Рвота скопилась где-то за кадыком, по ощущениям, заняла даже легкие. Дышать было противно. Горький привкус мака и дым дурмана — густой, сизый — резал воспаленные веки, ощущался тяжелым налетом на языке. От него нельзя было укрыться и уйти. Полководец попробовал пошевелить пальцами руки — от старших он слышал, что сразу ему с постели в любом случае не встать. Но движение не отозвалось болью. Обрадовавшись, он открыл глаза, попробовал поднять руку к лицу — тяжесть была страшная, тело медленно, но поддавалось…

И не смог. Хуже того, постепенно вместе с сознанием возвращалась и боль, и, холодея от ужаса, Лиоттиэль готовился переживать ее. Тупая, ноющая, она начиналась в раненной ноге и отдавалась в затылке. Онемение спадало, по себе оставляя колючие мурашки, и Ниротиль боялся лишний раз моргнуть, понимая, что любое движение с собой может принести. Он много раз видел подобное.

«Спокойно. Дышать. Дышать ровно».

— …Видишь меня, мастер? — над ним склонился Ясень. Голос точно принадлежал ему, а вот что было то розоватое пятно над ним? Лицо?

«Если я ослеп, то это предел. А может, это от дурмана. А может быть…».

— Дай попить ему, дурачина, — нетерпеливый голос Трис.

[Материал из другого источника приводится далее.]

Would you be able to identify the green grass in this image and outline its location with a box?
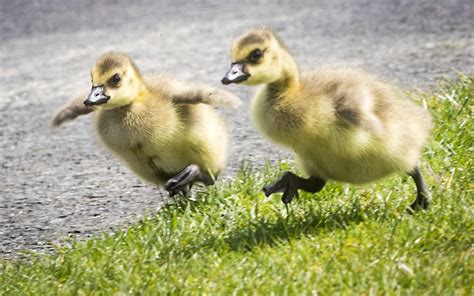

Попил. Услышал несколько коротких отчетов: победа, южные штурмовые войска, Эттиги мертва (в это Ниротиль попросту не мог поверить и отреагировал весьма вяло), князь Долвиэль — придется Долли теперь именоваться именно так, зазнается, поганец, — вздернул лорда Оарли над могилой мятежной княгини Салебской… что ж, достойная месть.

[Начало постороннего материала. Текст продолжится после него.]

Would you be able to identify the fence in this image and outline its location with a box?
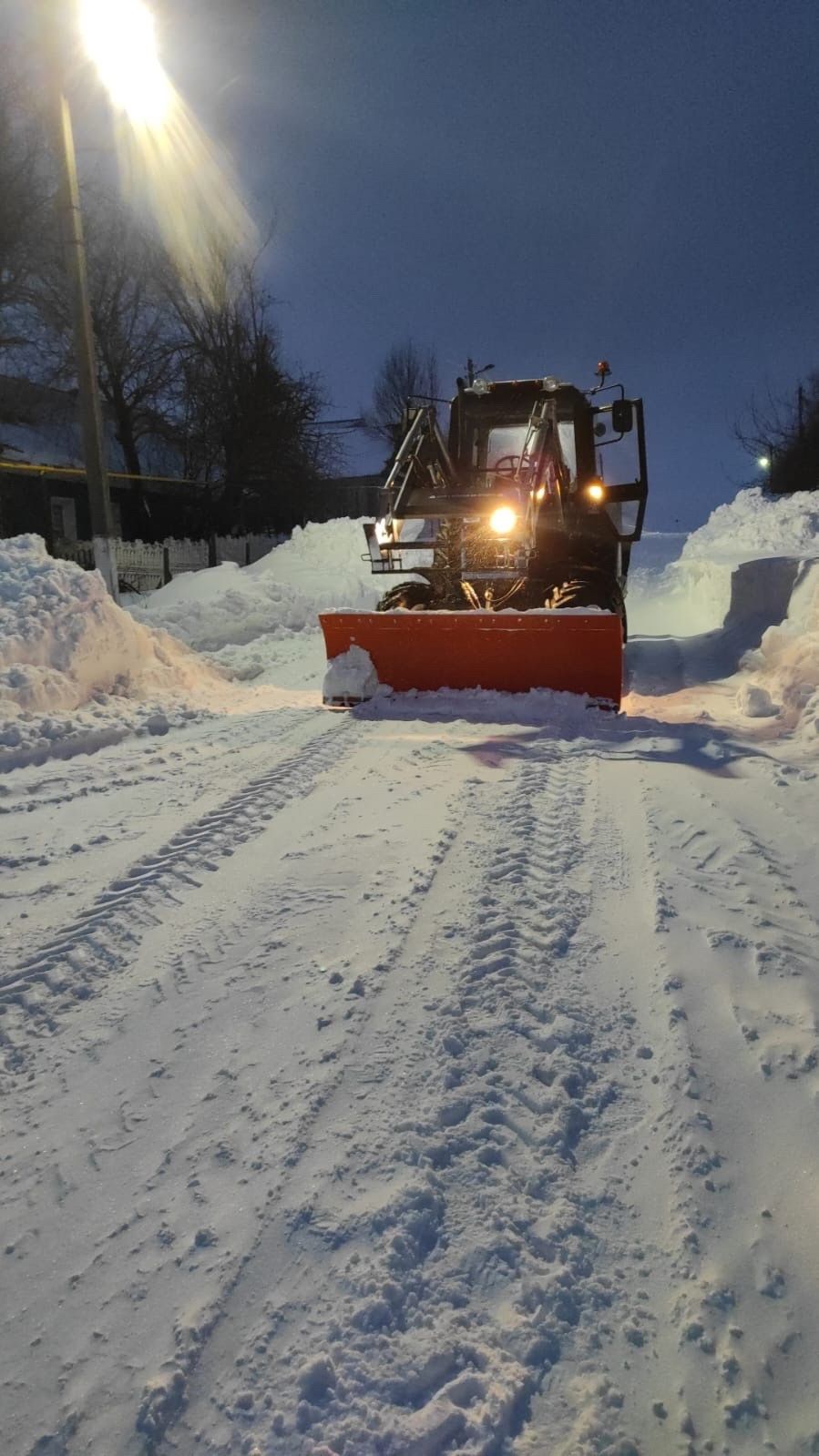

Другой голос со стороны двери равнодушно сообщал, каковы его шансы выжить. Он не успевал обрадоваться и огорчиться услышанному. Если верить Триссиль, то он мог выжить — всего-то и надо было грамотно отрезать одну ногу и правильно прижечь. Если бы не пробитая голова, это бы они и сделали. Все равно смерть от кровопотери так или иначе была близко. Он отключался, приходил в себя, снова отключался. Лекарь менял повязки, вкус настойки горчил во рту, но теперь уже Ниротиль ждал этого вкуса. Даже край той боли, которую ему предстояло переносить без лекарств, заставлял отказываться от надежд перетерпеть.

Назначение Гельвина Правителем Ниротиль воспринял сквозь тот же туман наркотического опьянения против воли. Он пытался ухватиться хоть за одну связную мысль в мозгу, и не мог. Пытался хотя бы спросить что-то, но очень редко мог издать связный звук, и обычно этим звуком просил пить или сообщал о боли. Примерно в том же состоянии удалось принести присягу Гельвину, когда тот привел к нему свою свадьбу.

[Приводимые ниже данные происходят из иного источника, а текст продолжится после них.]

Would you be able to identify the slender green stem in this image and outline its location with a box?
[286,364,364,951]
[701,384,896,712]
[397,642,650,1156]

Руки его слушались плохо, о ногах он и не вспоминал. Лекарь заходил изредка, осматривал ногу, что на растяжке висела, загораживая свет из оконца. Раз в три-четыре дня вокруг его раненной головы собирались четверо целителей-госпитальеров, бурно диспутировали, из их речи полководец не понимал ни слова. Потом рядом оставалась лишь немного помятая в последней схватке Трис и Линтиль, сменивший Ясеня.